Fine Gael’s inaugural leader was Eoin O’Duffy, with the leaders of both Cumann na nGaedheal and the National Centre Party serving as vice-presidents. For all his newfound potency on the political scene, however, O’Duffy largely failed to make an impact, first in failing to inject his corporatist politics into Fine Gael’s founding document, and then in the 1934 elections to make any headway with voters. The bulk of Fine Gael’s membership drew from rural conservatism, and had little interest in O’Duffy’s increasingly radical rhetoric. In September 1934 O’Duffy was persuaded to leave the party, and W. T. Cosgrave, who had served as head of the Cumann na nGaedheal government, was reinstated to his natural position as leader of the Pro-Treaty side in the Dáil.
O’Duffy’s flirtations with fascism were quickly dismantled by the new conservative bent of Fine Gael’s leadership. His departure from the party caused a split in the Blueshirts, with the majority remaining as members of Fine Gael and only an extremist core departing with O’Duffy, eventually reforming as an international brigade to fight for Franco in Spain.
Fine Gael, meanwhile, set about liberalising the Pro-Treaty movement. Spearheaded by James Dillon, a dedicated parliamentarian and the son of the Irish Parliamentary Party’s final leader, John Dillon, the party set about establishing democratic ideals as central to its new ethos. So driven by his belief in the unshakeable tenets of democracy was Dillon that he would resign as a TD in 1942, in protest at Ireland’s refusal to declare war on Germany. He would later be reinstated to the party, and went on to lead Fine Gael in opposition.
It is noteworthy, and a testament to the overall ineffectiveness and lack of lasting impact of the Blueshirts, that while they were there for Fine Gael’s birth and even enjoyed the leadership of Fine Gael upon its founding, the impact of Eoin O’Duffy on the party is a footnote in history compared to that of James Dillon, a man who wouldn’t get to lead the party until 1959, 26 years afters its inception.

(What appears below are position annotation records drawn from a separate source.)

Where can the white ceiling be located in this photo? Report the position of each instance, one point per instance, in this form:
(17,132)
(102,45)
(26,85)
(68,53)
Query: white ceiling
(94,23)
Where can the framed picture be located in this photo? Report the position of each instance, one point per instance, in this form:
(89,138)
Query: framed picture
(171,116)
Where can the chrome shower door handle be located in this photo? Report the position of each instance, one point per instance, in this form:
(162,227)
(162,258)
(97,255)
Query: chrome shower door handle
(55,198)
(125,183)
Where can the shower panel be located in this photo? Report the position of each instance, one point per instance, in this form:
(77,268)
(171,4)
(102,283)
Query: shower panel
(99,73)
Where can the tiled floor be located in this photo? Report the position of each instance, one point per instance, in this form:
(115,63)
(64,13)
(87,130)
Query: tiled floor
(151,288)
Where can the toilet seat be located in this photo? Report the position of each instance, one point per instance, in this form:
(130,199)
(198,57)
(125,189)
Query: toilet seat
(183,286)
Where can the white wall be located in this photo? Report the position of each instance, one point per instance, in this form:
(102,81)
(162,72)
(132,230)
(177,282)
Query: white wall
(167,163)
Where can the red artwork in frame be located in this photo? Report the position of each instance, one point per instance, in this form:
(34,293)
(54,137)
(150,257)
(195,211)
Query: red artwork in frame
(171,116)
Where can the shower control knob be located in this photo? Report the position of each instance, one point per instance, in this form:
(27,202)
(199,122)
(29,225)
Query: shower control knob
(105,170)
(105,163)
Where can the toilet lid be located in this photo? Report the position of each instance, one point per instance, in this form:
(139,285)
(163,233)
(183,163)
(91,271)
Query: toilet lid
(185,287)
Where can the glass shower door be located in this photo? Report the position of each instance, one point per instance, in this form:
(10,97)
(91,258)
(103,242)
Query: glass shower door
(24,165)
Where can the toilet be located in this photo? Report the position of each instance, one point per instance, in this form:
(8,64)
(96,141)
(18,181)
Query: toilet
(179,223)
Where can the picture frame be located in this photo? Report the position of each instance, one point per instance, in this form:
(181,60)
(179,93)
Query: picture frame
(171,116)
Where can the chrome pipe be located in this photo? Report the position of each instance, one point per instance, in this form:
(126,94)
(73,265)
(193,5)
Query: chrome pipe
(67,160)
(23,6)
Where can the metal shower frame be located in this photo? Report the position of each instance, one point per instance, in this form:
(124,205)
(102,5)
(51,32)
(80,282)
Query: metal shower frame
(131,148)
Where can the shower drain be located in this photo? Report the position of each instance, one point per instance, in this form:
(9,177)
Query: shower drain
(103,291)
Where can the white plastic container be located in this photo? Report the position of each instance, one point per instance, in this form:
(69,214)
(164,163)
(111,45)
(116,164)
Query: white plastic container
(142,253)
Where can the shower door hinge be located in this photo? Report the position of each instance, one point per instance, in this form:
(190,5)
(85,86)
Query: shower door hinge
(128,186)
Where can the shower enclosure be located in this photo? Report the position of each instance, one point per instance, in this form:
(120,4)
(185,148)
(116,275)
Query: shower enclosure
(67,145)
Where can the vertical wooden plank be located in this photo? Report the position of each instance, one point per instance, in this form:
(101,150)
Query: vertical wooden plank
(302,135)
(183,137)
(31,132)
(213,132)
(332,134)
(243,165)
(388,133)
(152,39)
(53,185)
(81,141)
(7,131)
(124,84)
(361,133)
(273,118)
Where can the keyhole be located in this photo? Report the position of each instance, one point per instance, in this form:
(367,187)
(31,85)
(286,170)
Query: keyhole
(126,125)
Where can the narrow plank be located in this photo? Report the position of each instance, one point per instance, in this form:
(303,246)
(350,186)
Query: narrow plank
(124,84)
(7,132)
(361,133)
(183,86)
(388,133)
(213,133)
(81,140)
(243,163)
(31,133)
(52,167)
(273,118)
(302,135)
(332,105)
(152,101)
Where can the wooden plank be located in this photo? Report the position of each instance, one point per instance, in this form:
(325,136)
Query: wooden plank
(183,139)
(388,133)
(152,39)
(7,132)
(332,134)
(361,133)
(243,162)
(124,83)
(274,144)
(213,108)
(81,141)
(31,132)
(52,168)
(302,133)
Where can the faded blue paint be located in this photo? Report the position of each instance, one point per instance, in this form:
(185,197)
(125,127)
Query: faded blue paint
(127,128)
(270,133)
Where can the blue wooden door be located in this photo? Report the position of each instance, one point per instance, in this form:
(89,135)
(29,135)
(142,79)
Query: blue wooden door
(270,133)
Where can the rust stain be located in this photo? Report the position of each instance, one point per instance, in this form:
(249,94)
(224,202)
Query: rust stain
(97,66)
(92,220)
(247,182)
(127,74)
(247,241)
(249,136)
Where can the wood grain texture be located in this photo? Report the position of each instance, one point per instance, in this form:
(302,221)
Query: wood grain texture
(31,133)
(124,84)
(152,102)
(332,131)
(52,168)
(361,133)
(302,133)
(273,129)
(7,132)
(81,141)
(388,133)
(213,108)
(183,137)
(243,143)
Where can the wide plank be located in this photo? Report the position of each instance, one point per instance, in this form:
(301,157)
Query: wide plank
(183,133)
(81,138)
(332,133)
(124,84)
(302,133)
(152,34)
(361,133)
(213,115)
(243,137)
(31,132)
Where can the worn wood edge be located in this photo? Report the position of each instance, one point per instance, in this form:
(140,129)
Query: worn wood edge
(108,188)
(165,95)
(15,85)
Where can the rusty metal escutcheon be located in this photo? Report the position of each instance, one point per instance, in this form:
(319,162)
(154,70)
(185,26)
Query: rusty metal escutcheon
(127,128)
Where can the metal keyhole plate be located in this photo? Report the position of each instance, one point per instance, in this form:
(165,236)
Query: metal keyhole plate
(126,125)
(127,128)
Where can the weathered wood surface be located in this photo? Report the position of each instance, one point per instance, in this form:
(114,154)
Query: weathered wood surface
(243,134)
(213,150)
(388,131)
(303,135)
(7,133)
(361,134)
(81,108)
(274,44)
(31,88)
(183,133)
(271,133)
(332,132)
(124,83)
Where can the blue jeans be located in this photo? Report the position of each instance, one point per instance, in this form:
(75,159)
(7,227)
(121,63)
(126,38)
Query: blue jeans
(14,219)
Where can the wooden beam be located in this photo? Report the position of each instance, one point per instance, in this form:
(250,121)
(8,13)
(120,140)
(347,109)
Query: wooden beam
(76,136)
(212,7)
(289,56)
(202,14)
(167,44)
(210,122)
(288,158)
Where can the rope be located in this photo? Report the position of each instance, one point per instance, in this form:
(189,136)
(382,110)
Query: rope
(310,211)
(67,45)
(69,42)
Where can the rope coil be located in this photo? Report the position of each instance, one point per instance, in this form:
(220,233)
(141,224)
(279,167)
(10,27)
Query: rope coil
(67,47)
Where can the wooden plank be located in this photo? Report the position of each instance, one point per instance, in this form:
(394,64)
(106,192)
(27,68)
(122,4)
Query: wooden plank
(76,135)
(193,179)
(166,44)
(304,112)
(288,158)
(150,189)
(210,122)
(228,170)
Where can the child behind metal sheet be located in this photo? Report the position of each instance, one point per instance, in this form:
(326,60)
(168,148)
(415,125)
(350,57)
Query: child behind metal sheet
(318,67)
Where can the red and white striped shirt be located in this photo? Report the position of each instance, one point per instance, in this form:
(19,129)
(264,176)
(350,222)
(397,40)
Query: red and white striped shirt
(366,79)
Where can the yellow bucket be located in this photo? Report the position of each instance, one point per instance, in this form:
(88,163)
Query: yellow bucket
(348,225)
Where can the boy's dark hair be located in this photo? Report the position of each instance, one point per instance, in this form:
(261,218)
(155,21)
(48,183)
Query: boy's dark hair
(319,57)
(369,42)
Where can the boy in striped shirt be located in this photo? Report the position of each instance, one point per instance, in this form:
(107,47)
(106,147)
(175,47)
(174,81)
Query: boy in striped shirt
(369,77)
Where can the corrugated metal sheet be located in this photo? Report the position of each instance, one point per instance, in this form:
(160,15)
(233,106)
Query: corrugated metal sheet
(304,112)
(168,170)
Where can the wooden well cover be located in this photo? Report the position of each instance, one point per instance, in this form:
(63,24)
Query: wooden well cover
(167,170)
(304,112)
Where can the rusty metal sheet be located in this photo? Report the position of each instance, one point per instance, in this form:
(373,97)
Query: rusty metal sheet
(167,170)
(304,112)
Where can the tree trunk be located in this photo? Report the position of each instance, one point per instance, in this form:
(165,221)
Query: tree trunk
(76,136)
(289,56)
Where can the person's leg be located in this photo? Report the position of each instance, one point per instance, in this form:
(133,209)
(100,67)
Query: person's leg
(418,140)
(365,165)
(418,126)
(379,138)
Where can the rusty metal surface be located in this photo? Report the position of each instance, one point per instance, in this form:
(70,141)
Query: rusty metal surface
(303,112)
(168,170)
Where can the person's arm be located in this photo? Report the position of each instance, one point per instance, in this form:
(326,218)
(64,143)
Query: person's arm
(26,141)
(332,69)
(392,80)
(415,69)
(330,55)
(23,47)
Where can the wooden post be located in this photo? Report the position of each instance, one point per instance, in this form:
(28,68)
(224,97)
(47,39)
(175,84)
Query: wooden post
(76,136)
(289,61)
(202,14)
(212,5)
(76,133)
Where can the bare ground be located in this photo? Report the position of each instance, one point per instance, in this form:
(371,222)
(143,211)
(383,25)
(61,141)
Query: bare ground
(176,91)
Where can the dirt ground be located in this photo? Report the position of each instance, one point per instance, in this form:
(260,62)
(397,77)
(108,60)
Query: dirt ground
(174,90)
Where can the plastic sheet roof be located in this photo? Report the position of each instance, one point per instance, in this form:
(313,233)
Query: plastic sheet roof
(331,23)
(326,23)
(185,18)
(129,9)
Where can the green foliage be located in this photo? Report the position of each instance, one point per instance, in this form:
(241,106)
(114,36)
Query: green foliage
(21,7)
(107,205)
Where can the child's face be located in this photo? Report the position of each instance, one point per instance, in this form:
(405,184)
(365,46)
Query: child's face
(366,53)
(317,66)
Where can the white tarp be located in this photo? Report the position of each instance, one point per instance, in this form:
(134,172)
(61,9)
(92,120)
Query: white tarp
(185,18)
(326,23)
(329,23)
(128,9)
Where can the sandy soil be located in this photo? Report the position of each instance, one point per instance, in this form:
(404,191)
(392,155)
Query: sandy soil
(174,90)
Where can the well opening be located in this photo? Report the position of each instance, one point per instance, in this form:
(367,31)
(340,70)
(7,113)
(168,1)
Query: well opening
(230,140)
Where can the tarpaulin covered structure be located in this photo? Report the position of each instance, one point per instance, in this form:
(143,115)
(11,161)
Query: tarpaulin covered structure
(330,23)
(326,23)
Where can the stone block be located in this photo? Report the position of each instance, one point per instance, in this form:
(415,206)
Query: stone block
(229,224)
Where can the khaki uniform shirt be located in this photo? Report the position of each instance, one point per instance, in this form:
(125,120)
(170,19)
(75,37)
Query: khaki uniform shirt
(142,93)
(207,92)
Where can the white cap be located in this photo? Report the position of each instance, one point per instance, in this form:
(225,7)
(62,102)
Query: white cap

The combined forces of conservatism and liberal democracy proved too much for the nascent corporatism and quasi-fascism of the Blueshirts to overcome. The National Guard came to be outnumbered and outmatched by Cumann na nGaedheal and the National Centre Party they merged with to form Fine Gael.
Within just two years of its founding, Fine Gael had essentially purged the paramilitary fascist elements from its ranks, and was dedicated to preserving Ireland’s delicate democracy. Eoin O’Duffy, far from casting a shadow over the party that has resided in government now for over a decade, is relegated to little more than the answer to a trivia question.
As a final ironic twist in the deBlueshirtification of the party, Fine Gael would eventually come to power as part of a coalition with the Labour Party, a party founded on militant trade unionism dedicated to the nationalisation of certain state assets and utilities; the very spectre O’Duffy and his Blueshirts travelled to Spain in order to fight.